Figure 3. Identification of mononuclear phagocytes from human skin by multiparameter flow cytometry.

Cells were isolated from skin with either collagenase digestion (A and B) or spontaneous migration (C). Cells were stained with Live/Dead NIR, HLA-DR BUV395, CD45 BV786, CD1a BV510, CD3 AF700, CD19 BV605, CD11c PE.CF594, CD14 BUV737, CD141 BV711, and langerin vioblue. All epidermal and dermal cells were gated within the live, single HLA-DR⁺CD45⁺CD3⁻CD19⁻ population. (A) Langerhans cells were defined as the CD1a⁺ langerin⁺ cells in the epidermis. (B) Dermal mononuclear phagocytes were gated in sequential order. Macrophages were defined as the autofluorescent CD14⁺ cells. Within the nonautofluorescent population, cDC1s were defined as the CD141⁺CD14⁻ or CD141⁺CD11c^low population. The CD141⁻ population was split into CD14⁺ CD1a⁻ cells, MDMs, and 2 populations of CD1a⁺CD14⁻ cDC2s, that could be distinguished by langerin expression. (C) Three populations of nonautofluorescent, dermal, migratory cells could be distinguished; CD14⁺ MDMs were defined as CD141^high CD14⁺. The CD141^low population was gated on the 2 populations of cDC2s.
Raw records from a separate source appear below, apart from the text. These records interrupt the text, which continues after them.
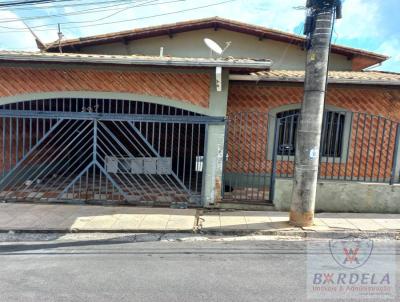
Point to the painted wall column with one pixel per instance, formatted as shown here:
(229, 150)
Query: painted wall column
(215, 138)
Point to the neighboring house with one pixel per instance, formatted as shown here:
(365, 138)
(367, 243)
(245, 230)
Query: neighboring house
(116, 118)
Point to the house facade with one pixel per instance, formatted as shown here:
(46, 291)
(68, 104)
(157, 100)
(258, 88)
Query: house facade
(150, 116)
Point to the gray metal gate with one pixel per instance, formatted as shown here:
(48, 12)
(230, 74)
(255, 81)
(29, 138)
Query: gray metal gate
(261, 147)
(100, 150)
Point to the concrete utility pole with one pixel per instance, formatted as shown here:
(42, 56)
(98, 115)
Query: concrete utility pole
(319, 27)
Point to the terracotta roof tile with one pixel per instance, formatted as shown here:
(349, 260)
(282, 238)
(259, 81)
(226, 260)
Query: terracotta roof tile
(215, 22)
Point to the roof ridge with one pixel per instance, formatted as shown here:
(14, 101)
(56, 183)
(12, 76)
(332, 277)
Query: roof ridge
(194, 24)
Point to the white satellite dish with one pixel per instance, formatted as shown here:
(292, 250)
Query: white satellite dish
(213, 46)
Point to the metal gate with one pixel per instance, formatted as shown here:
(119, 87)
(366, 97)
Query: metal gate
(260, 148)
(101, 150)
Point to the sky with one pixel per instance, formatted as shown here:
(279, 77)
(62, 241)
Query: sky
(372, 25)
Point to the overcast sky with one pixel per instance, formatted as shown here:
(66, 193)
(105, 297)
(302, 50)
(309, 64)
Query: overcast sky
(369, 24)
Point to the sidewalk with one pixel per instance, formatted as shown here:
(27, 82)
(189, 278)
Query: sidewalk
(81, 218)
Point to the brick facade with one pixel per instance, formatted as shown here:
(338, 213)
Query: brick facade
(247, 141)
(190, 88)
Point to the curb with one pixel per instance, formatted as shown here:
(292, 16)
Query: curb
(305, 234)
(74, 231)
(392, 235)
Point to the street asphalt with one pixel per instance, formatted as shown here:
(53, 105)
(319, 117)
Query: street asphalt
(152, 267)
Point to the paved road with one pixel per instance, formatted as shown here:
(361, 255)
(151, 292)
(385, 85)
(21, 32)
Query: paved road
(130, 269)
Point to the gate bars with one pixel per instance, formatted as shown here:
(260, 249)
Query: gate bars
(124, 152)
(354, 147)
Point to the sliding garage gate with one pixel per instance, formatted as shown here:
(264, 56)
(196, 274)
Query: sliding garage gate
(101, 151)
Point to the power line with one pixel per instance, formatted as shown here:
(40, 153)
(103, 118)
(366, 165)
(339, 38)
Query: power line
(29, 2)
(94, 3)
(81, 12)
(116, 22)
(88, 11)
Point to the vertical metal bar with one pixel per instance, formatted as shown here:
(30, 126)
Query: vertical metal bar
(362, 146)
(291, 140)
(262, 181)
(179, 145)
(375, 147)
(256, 182)
(184, 153)
(16, 140)
(368, 148)
(199, 133)
(396, 150)
(381, 148)
(11, 140)
(274, 158)
(348, 146)
(336, 146)
(3, 166)
(329, 134)
(191, 160)
(245, 161)
(387, 151)
(355, 146)
(23, 132)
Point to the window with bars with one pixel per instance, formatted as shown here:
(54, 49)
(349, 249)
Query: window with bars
(332, 133)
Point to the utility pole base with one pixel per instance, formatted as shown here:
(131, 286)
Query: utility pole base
(301, 219)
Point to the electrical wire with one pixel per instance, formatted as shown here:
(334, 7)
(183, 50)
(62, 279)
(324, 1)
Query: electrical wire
(59, 6)
(10, 4)
(114, 22)
(80, 12)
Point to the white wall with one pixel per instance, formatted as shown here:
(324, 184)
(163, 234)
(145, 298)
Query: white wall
(190, 44)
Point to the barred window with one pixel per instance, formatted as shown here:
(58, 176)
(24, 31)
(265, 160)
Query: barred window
(332, 133)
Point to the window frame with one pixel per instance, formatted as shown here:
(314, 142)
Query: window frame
(345, 139)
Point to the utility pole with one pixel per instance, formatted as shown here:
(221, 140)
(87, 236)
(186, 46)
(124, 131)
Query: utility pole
(318, 28)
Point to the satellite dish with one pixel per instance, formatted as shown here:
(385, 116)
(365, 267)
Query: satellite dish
(213, 46)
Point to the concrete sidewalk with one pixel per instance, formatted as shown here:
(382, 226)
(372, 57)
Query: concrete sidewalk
(21, 217)
(85, 218)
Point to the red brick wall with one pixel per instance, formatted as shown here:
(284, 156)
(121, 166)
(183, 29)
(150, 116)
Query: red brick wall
(247, 141)
(190, 88)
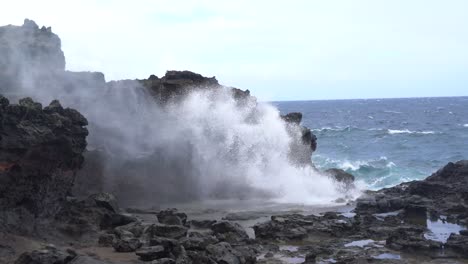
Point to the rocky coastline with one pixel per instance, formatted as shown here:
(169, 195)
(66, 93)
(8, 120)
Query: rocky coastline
(54, 208)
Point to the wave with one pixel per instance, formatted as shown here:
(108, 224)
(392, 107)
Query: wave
(375, 173)
(334, 129)
(407, 131)
(379, 130)
(392, 112)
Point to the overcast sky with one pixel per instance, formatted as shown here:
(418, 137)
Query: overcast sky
(280, 50)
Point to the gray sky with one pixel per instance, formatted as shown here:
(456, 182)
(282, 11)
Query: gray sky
(280, 50)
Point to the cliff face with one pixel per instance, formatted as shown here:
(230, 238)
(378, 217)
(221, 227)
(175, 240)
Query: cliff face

The CD141⁺CD14⁻ population was gated, and cDC1s were then defined as CD11c⁻CD1a⁻ cells within that gate. (D) CD14⁺ autofluorescent macrophages were present in negligible amounts in the migrated populations but were able to be liberated from tissue by collagenase digestion after 48 h of culture. Representative flow cytometry data are shown, and the relative proportion of each cell subset from the HLA-DR⁺CD45⁺ gate is shown. (A and B) n = 50, (C) n = 15, (D) n = 4.